It’s no secret that radio audience size has been declining rapidly over the last decade.
Recently, a new study from researchers at the University of Michigan has confirmed what many have been speculating; that these numbers have been drastically reduced to the demographic of human beings who spend hours of their day driving to and from work on highways with four or more lanes.
“Our research yielded results that were concurrent with our hypothesis; that the number of people who still listen to AM and FM radio is almost equal to the number of people who commute to and from their jobs in motor vehicles,” says lead researcher Harrison Weddleton.
The popularization of the internet has caused the number of radio listeners to decline rapidly in the last ten years. This process, in combination with the constantly rising numbers of commuters, has led researchers to believe that cars are actually the only place people listen to the radio at all anymore. The researchers’ data, as shown in Figure 1, suggests that the number of commuters has recently surpassed the number of people who listen to AM/FM radio.

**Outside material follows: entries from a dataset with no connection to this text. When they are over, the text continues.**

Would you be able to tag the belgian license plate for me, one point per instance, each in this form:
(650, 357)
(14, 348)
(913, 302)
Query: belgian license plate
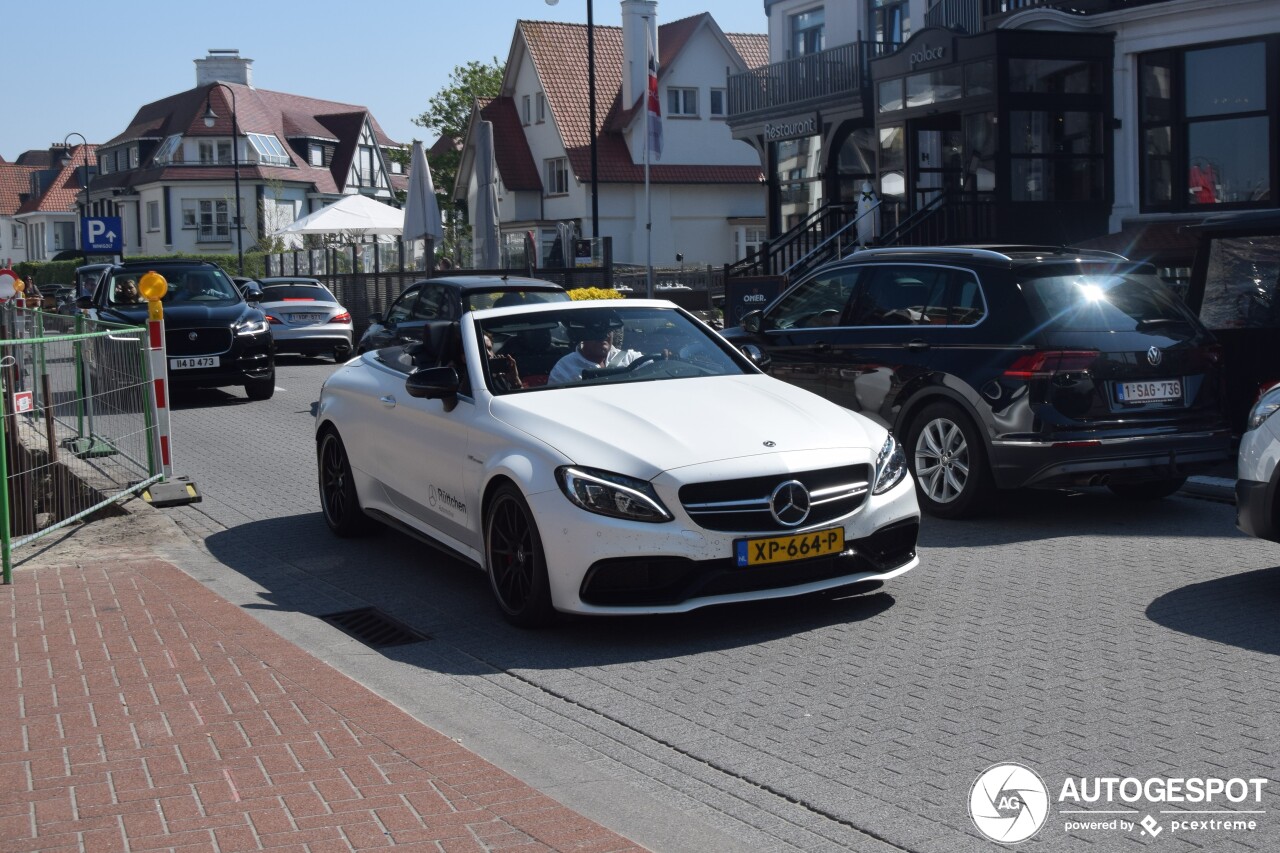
(803, 546)
(199, 361)
(1155, 391)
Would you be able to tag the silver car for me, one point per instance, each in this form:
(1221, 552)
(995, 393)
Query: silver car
(306, 318)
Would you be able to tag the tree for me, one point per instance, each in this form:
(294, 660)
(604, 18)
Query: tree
(448, 113)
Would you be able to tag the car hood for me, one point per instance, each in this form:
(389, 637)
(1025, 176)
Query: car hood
(186, 315)
(644, 428)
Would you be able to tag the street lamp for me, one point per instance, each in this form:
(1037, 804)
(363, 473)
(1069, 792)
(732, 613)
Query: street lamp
(210, 117)
(590, 96)
(67, 160)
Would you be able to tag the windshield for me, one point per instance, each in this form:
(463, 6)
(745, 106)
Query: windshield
(592, 346)
(1105, 302)
(199, 286)
(296, 292)
(501, 297)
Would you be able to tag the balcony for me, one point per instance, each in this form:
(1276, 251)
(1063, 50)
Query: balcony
(801, 82)
(976, 16)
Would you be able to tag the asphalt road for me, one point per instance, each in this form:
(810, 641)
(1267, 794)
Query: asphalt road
(1077, 634)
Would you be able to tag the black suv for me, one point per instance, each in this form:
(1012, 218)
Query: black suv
(1006, 366)
(214, 337)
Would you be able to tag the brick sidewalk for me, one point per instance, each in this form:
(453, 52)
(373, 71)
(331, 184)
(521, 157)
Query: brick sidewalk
(145, 712)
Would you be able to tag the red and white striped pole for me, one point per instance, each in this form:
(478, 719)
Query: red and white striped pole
(152, 287)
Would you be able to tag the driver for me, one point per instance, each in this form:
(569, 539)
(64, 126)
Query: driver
(597, 350)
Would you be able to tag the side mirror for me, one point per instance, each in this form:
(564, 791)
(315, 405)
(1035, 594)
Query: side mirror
(433, 383)
(758, 356)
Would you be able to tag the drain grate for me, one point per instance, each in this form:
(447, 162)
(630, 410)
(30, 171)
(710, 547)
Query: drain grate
(374, 628)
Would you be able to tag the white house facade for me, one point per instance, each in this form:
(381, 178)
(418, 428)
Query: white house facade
(704, 190)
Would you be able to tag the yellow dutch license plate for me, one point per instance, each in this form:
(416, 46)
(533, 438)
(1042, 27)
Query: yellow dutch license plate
(803, 546)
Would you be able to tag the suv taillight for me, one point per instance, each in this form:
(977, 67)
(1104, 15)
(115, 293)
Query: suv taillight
(1046, 363)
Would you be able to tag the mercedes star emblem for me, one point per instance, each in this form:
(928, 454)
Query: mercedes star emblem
(790, 503)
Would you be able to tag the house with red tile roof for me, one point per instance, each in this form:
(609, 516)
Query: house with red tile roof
(37, 201)
(705, 190)
(170, 174)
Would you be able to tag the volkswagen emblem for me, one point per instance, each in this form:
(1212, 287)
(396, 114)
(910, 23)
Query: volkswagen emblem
(790, 503)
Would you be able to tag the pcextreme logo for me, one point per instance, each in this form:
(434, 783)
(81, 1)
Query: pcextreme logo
(1010, 803)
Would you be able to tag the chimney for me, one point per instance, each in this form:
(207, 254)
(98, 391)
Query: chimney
(635, 65)
(224, 67)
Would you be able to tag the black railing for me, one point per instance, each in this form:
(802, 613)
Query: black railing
(814, 77)
(947, 219)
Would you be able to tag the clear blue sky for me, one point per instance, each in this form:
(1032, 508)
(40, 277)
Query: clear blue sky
(87, 67)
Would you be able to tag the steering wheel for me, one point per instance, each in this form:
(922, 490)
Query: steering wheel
(644, 360)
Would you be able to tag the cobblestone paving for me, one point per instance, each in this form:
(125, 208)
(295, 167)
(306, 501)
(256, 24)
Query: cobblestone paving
(1074, 633)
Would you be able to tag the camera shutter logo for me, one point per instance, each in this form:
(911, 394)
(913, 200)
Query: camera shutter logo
(1009, 803)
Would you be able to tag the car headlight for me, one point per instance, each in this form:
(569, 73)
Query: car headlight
(612, 495)
(252, 327)
(1266, 406)
(890, 466)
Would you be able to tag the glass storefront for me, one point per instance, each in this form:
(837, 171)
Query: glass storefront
(799, 176)
(1206, 127)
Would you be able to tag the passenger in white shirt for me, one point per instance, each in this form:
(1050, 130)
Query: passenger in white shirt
(597, 350)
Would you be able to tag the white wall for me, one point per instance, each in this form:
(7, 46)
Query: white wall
(703, 140)
(686, 219)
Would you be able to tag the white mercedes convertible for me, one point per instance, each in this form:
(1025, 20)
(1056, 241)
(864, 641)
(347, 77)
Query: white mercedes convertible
(611, 457)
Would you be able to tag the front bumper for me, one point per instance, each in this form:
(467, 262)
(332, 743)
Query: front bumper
(312, 340)
(1018, 464)
(600, 565)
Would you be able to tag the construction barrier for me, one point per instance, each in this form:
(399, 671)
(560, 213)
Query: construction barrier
(80, 428)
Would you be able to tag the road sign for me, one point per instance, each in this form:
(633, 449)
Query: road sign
(101, 235)
(8, 278)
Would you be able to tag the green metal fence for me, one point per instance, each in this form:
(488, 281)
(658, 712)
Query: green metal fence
(78, 422)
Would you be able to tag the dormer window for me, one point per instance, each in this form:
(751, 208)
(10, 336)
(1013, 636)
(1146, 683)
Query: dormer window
(215, 151)
(165, 153)
(268, 149)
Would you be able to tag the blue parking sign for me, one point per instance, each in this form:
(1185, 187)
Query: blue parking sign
(101, 235)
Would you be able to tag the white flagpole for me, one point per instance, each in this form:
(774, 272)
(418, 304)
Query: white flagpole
(648, 201)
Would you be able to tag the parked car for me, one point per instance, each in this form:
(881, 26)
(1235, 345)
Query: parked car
(1008, 366)
(88, 277)
(447, 299)
(1257, 510)
(306, 316)
(684, 479)
(214, 337)
(1235, 290)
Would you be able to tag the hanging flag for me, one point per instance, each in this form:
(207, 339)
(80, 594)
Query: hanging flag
(654, 106)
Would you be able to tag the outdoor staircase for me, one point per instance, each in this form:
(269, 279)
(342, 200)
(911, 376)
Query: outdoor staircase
(831, 233)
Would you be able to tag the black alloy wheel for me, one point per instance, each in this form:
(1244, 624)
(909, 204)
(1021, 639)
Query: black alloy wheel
(949, 461)
(338, 500)
(515, 561)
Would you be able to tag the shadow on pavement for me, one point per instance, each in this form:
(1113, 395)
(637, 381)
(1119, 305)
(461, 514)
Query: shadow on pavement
(1022, 515)
(1239, 610)
(304, 568)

“We went on to survey many commuters to gather more data on the types of programming they listen to while driving, and the results were shocking,” adds Weddleton.

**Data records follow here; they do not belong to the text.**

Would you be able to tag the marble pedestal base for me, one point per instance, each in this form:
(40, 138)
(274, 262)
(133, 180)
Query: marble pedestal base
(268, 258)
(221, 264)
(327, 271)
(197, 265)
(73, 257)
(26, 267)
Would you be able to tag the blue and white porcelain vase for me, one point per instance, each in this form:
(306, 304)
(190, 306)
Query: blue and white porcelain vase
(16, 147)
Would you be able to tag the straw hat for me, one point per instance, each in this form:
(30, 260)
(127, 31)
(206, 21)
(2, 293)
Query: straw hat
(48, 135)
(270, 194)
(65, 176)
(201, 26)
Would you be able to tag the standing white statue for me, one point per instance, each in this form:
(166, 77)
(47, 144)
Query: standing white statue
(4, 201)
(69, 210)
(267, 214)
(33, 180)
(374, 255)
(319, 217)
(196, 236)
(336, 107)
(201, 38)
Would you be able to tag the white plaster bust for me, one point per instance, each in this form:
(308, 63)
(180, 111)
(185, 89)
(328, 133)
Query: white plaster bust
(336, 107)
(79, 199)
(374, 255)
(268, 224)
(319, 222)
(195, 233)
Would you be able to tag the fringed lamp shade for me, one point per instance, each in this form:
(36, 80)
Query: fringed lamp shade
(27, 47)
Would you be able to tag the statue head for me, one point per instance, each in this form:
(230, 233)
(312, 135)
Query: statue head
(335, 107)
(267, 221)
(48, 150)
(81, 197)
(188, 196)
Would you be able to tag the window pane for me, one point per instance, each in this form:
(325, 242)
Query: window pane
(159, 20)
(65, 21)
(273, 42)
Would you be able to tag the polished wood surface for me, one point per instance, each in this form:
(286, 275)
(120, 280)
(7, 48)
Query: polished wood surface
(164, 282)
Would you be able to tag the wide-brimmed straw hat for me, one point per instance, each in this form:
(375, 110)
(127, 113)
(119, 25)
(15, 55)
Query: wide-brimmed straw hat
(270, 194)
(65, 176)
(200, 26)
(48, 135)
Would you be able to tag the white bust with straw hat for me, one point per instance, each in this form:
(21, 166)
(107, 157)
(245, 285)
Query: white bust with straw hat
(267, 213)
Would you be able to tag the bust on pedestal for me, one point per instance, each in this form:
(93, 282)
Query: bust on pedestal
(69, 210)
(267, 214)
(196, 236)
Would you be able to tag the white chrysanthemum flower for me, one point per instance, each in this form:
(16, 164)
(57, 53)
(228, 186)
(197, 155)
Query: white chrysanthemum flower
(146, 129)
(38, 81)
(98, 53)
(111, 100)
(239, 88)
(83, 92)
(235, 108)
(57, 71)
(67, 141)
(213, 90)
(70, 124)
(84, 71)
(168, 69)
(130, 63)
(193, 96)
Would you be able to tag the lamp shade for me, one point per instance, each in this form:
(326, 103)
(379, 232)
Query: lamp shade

What the researchers found was that of the 1,087 commuters surveyed, approximately 35% listed traffic updates as the primary reason for tuning into any radio station at all.
Other reasons listed by those who were surveyed included to listen to news or sports highlights, or for winning lottery numbers. Only 6% cited music as being a reason for turning on the radio.

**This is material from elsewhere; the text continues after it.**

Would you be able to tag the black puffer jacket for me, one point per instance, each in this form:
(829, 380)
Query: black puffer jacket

What was more shocking to the team was that 65% of those surveyed replied ‘no’ to the study’s final question, “do you even like music?”
“The implications of the study for future programming and advertising are many,” notes Weddleton.
“We expect that in the future radio will consist primarily of four types of stations: stations strictly dedicated to traffic analysis and updates, news, sports and lottery numbers. Our data has led us to believe that music won’t have a place on the radio for much longer.”
Weddleton and his team– who cull their personal music from a variety of obscure, niche blogs — say that given their results, it is obvious that top 40 format still dominates the airwaves, adding that those who complain about music on the radio “are clearly uninformed on the matter.”